Rebecca Stimson, Facebook’s UK head of public policy, said at the time that “we don’t believe a private company like Facebook should censor politicians. This is why we don’t send content or ads from politicians and political parties to our third-party fact checking partners”.

Even when the company said it would partner with fact-checkers, it still said it would not remove misinformation – a particularly troubling aspect when a study found that 88 per cent of all Conservative adverts were found to be misleading compared to seven per cent of Labour’s adverts.

When Conservative Party adverts were removed, where clips from BBC news reports were used out of context, it was done on the grounds that it violated intellectual property rather than because the government was proactively spreading disinformation.

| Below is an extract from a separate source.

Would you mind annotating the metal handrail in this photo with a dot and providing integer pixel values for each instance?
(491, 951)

Writing in 2019 Facebook’s ex-head of global elections integrity ops Yaël Eisenstat made scathing criticisms of the social media giant, stating that “the real problem is that Facebook profits partly by amplifying lies and selling dangerous targeting tools that allow political operatives to engage in a new level of information warfare.”

She added: “It’s clear that the company won’t make the necessary fixes without being forced to, either by advertisers who refuse to spend money on their platforms until Facebook cleans up the spread of misinformation and other harmful content; employees who continue to demand accountability and responsibility from their leaders; and most immediately, government action.”

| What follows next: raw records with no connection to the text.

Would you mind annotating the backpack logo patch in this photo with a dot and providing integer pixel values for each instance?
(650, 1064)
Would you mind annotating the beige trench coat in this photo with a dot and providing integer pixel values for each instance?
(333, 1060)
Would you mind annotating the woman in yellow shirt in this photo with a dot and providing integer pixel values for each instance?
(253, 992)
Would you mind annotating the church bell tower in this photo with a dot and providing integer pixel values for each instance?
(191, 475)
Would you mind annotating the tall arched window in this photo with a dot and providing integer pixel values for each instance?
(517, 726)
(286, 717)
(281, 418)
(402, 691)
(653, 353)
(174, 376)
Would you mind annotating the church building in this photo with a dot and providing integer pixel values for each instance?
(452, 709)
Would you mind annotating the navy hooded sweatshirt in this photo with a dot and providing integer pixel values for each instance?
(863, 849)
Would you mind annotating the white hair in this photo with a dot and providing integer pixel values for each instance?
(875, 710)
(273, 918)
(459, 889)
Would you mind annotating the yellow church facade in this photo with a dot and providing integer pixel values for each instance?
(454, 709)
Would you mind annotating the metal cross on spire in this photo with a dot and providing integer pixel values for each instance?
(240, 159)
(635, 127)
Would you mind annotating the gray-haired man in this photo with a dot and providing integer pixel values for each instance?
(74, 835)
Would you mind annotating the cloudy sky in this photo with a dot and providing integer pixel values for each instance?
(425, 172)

An ex-employee of Cambridge Analytica – the firm which scraped user data in breach of Facebook’s terms and conditions to tilt the election in the Republican’s favour – said that Facebook has not learned its lessons since the 2016 election.

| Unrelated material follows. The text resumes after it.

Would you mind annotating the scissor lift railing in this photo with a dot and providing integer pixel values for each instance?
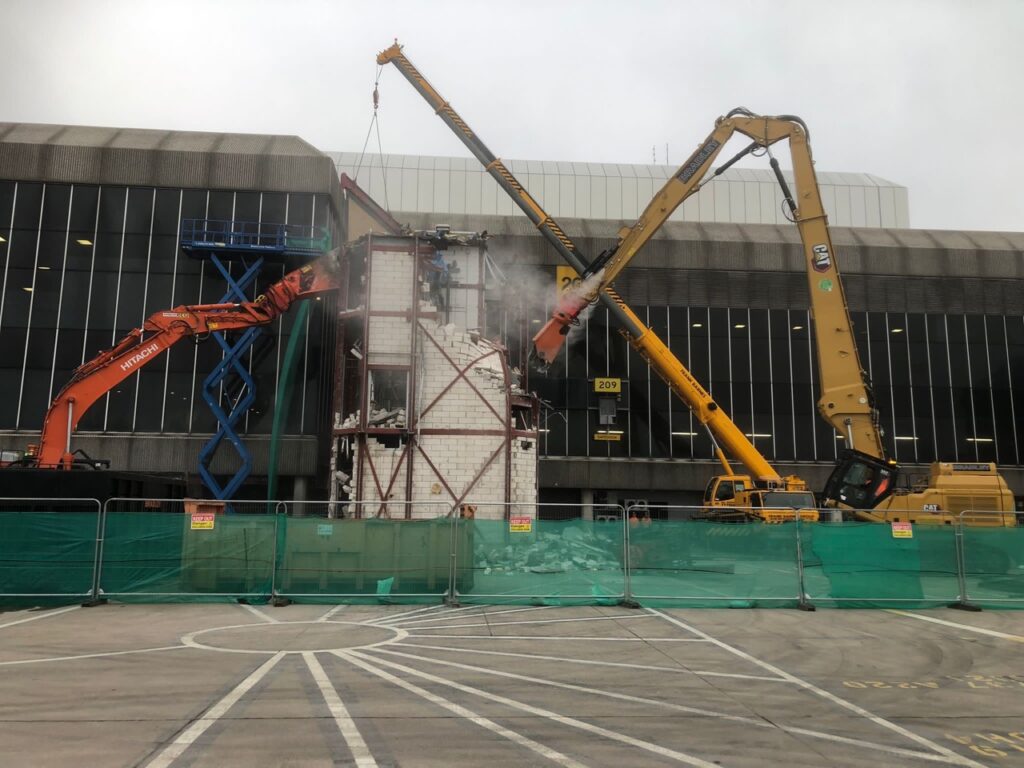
(202, 238)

“Of the billions of dollars that are being spent on the American elections, most of the political advertising money will flow to Facebook and – based on what I saw at Cambridge Analytica – none of it, as far as I am aware, will be fact-checked. No content will be blocked or removed, even if it’s found to be demonstrably false” Cambridge Analytica whistleblower Brittany Kaiser wrote.

“Fake news ads from the Trump campaign about his political rival Joe Biden were blocked by CNN, but have been hosted on Facebook for months racking up millions of views by impressionable voters.”

Facebook's work since the last US elections has attempted to walk the fine line between freedom of speech and ensuring its platform is free from misinformation and disinformation, but it remains unclear whether or not it has been enough to protect democracy.